Fühlen Sie sich danach immer noch nicht besser oder verschlechtern sich die Symptome gar, sollten Sie spätestens jetzt einen Arzt aufsuchen. Auf eine meist von Viren verursachte Erkältung können sich auch Bakterien setzen. Ist der Körper nicht mehr in der Lage diese alleine zu bekämpfen, wird oftmals der Einsatz von Antibiotika notwendig.<

Behandlung einer Erkältung im Frühling

Da normale Erkältungen meist Virusinfektionen sind, hilft nur eines: Aussitzen und Symptome mildern. Antibiotika helfen hier nicht, solange es sich um einen reinen Virusinfekt handelt. Verschiedene Erkältungsmittel können aber die Krankheitszeichen lindern. Sie befreien die Nase, lösen den Husten oder nehmen Kopf- und Gliederschmerzen.

Wer nicht gleich zu den klassischen Medikamenten greifen will, kann sich auch mit Hausmitteln helfen.
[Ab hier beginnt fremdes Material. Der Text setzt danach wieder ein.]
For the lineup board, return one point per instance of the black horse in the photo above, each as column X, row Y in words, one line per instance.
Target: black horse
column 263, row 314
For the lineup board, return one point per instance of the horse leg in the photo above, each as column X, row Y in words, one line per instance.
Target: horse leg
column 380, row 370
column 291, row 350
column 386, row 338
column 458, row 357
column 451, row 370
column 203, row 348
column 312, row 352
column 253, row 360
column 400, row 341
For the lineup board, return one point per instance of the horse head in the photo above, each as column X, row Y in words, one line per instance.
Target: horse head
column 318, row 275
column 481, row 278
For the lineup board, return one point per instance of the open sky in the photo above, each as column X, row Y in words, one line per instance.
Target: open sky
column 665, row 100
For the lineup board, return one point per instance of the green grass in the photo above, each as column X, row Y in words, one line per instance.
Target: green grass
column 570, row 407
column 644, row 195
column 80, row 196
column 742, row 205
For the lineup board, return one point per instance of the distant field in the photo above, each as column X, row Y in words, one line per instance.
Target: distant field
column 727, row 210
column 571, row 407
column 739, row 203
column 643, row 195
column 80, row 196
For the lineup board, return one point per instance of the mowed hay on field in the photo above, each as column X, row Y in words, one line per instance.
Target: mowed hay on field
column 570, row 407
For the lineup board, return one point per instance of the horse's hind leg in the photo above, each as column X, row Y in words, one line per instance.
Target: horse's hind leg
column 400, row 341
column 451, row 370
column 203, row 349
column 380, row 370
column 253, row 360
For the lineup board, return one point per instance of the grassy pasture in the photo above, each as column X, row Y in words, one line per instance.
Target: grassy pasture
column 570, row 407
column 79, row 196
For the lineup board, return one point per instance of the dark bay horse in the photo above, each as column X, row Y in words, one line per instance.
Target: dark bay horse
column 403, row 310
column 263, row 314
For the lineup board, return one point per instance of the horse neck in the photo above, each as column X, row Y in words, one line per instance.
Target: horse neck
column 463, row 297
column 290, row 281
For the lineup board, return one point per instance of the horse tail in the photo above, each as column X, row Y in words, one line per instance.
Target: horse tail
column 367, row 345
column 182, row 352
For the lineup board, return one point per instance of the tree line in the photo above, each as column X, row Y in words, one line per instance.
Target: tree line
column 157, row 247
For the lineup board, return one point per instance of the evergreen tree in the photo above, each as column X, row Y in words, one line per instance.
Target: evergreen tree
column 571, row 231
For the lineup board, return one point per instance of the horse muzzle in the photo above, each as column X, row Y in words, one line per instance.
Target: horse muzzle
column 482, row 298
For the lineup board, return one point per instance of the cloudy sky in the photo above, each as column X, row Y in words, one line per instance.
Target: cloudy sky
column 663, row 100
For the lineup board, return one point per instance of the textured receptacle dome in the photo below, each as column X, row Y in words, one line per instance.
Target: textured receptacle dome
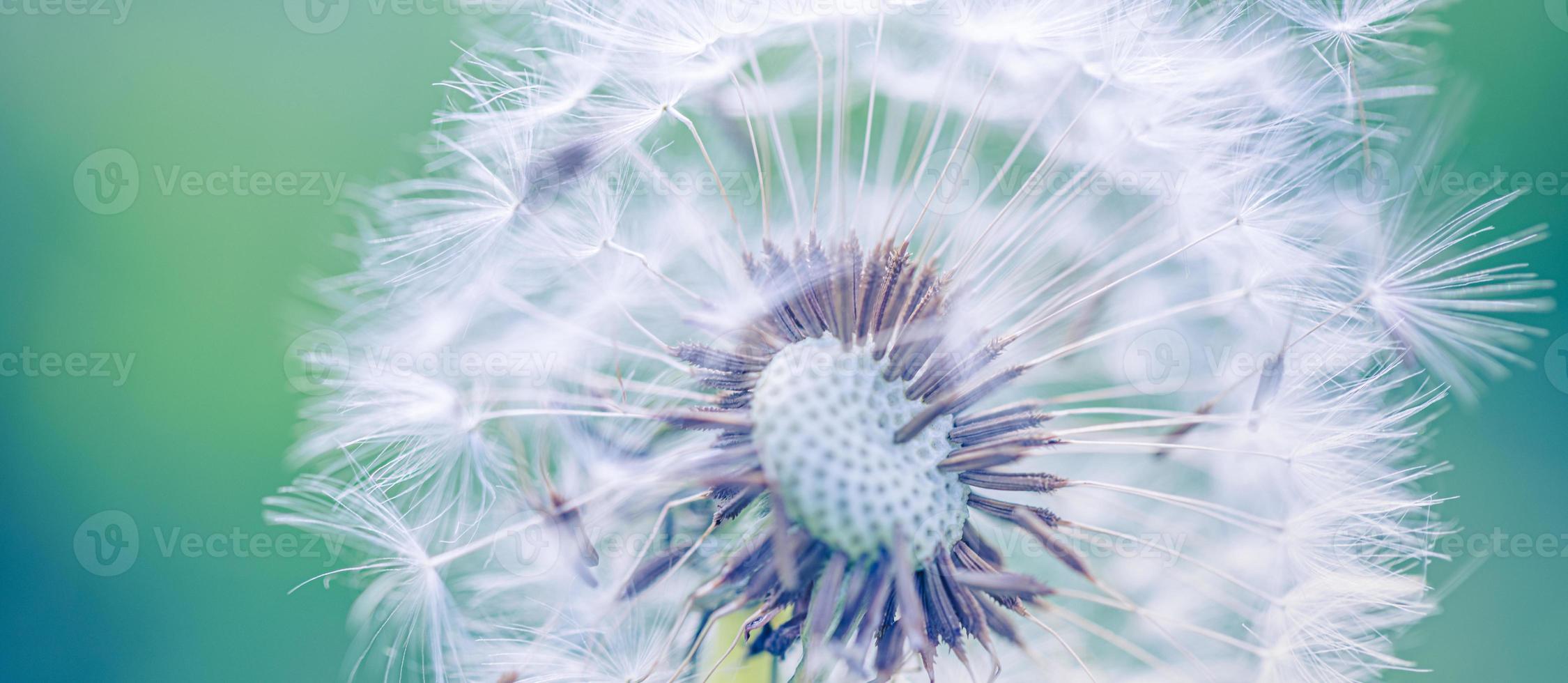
column 824, row 425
Dampfbäder - etwa mit Kamille oder Meersalz - tun den strapazierten Schleimhäuten gut und befreien die Nase. Zwiebelsaft mit Honig wirkt entzündungshemmend und rückt Husten und Halsweh zu Leibe.

Auch die berühmte Hühnersuppe bei Erkältung tut gut. Sie enthält unter anderem die Aminosäure Cystein. Diese kann die Schleimhäute abschwellen lassen, das Immunsystem stimulieren und sich gegen Entzündungen stark machen. Ähnlich gesund ist ein Tee aus frischem Ingwer, der die Keime angreift, wärmt und die Durchblutung anregt.

Außerdem heißt es: Schonen Sie sich. Sport und anstrengende Arbeiten sollten Sie vertagen, um die Erkältung nicht zu verschleppen.

So entkommen Sie der Erkältung: Tipps zur Vorbeugung

Mit einigen einfachen Regeln sind Sie gut gegen eine Erkältung im Frühling gewappnet.

  1. Trinken Sie viel. Das versorgt die Schleimhäute vor allem bei der trockenen Heizungsluft mit mehr Feuchtigkeit und senkt das Risiko einer Erkältung.
  2. Feuchten Sie die Raumluft an. Ein feuchtes Tuch oder eine Wasserschale auf der Heizung helfen, das austrocknende Potenzial der Heizungsluft zu senken - und macht es Viren so schwerer.
  3. Lüften Sie regelmäßig, um das Raumklima zu verbessern.
  4. Tragen Sie die Kleidung in Zwiebelschichten. So vermeiden Sie Schwitzen und Frieren. Die Erkältung hat so auch im Frühling weniger Angriffspunkte.

Zudem sollten Sie dafür sorgen, dass Ihr Immunsystem intakt bleibt. Dies gelingt vor allem durch eine ausgewogene Ernährung, wenig Stress und viel Bewegung an der frischen Luft.